Alternatively, perhaps the locus and terrain of the area provides a stable site, one impervious to atmospheric or environmental impact or free from related risks, unlike Yucca Mountain — far-off in the Nevada Desert, buried in a cavernous underground enclosure deep in the bowels of the earth, hours from anywhere, where spent nuclear waste from civilian reactors was to be stored.
That project was transparent to a fault; the facility once hosted bus tours for spectators to show off their safety features. But the venture was nixed, torpedoed by a jittery Congress fearful of the risk of an earthquake in the next 10,000 years and arguments by locals suffering NIMBYITIS. And so, “clean” nuclear power still eludes us, because we have no place to store its detritus.
While Kansas isn’t earthquake prone, the area is affected by other natural disasters that may be of consequence. (Natural disasters themselves breed novel organisms via genetic shift and drift.)
The city is located in the area called “Tornado Alley” by the National Weather Service. Between 1950 and 2010, Manhattan, Kansas had 76 moderate tornadoes, and 13 severe ones, twice the average American city. During this time, the area also experienced four blizzards and 314 floods.
In 2022, a major storm hit the area blowing a roof off one fraternity and causing $37 million in damage to the campus ($71 million to the City).
In 1951, the business district was flooded with eight feet of water.
In 2018, floods inundated parts of Kansas near the NBAF.
So, how did Manhattan, Kansas become the site of the NBAF?
The site search was narrowed to six choices in 2008. That year, the Kansas Governor, Kathleen Sebelius, actively lobbied for her state to host the $1.25 billion facility.
By November of 2008, a new President was elected. Shortly before the new Secretary of Health and Human Services was to take office, Kansas was selected as the finalist.
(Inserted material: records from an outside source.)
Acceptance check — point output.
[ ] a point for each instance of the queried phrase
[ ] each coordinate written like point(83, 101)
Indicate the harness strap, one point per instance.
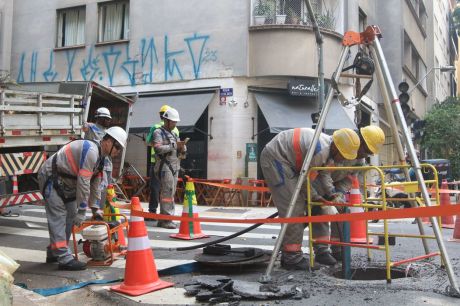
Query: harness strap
point(297, 149)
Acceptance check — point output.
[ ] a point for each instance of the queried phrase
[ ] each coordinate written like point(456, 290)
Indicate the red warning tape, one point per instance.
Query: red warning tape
point(233, 186)
point(418, 212)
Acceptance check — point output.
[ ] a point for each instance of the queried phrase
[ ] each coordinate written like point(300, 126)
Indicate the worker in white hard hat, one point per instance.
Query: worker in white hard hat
point(95, 131)
point(69, 181)
point(281, 161)
point(154, 183)
point(167, 146)
point(333, 188)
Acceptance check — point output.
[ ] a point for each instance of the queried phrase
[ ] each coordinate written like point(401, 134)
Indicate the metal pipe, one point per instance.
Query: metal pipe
point(415, 162)
point(306, 163)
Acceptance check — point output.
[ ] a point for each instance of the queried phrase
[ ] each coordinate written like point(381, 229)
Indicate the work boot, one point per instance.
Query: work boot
point(337, 256)
point(325, 259)
point(73, 265)
point(167, 224)
point(51, 259)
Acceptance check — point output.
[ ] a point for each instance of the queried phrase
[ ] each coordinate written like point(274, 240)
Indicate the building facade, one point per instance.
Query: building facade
point(233, 68)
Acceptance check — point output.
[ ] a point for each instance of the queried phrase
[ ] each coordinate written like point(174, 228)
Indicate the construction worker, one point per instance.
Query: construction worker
point(154, 183)
point(69, 181)
point(95, 131)
point(281, 162)
point(167, 147)
point(333, 187)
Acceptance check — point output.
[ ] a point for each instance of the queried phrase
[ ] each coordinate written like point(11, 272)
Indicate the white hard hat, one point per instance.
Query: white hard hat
point(118, 134)
point(172, 114)
point(103, 112)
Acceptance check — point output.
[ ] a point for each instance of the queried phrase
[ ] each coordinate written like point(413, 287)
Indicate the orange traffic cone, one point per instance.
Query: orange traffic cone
point(189, 230)
point(456, 235)
point(141, 274)
point(358, 232)
point(446, 221)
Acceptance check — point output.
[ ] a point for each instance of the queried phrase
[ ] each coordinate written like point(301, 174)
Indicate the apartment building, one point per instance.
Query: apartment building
point(233, 68)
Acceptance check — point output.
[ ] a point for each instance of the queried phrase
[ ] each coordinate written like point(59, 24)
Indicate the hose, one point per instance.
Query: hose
point(199, 246)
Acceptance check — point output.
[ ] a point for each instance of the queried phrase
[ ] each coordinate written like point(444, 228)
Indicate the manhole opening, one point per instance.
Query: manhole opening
point(373, 274)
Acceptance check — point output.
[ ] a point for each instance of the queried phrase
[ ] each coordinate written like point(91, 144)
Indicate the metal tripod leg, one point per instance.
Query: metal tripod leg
point(388, 85)
point(306, 164)
point(395, 132)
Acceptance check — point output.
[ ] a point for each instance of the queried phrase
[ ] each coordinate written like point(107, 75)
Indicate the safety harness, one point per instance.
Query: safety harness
point(163, 160)
point(58, 185)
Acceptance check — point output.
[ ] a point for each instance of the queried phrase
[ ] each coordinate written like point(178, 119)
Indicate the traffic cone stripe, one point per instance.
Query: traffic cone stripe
point(138, 244)
point(136, 219)
point(141, 275)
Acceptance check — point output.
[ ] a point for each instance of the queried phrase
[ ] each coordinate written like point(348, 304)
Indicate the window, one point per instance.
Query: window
point(113, 21)
point(70, 27)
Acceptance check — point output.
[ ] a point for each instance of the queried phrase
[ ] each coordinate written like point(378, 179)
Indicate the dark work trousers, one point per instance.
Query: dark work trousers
point(154, 190)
The selection of the site was questioned by the Government Accountability Office. But by then the new Secretary of HHS was firmly in control. Who was she?
Kathleen Sebelius. And a few weeks ago, Sebelius celebrated the facility’s completion.
True, these facts are, at this point, only correlations, and are not necessarily causally linked. On the other hand, building a $1.25 billion facility, of which the federal government is investing over $900 million, creating jobs and other spillover economic effects, invites speculation. Does politics make for the strangest bedfellows — in this case, perhaps, with pathogens?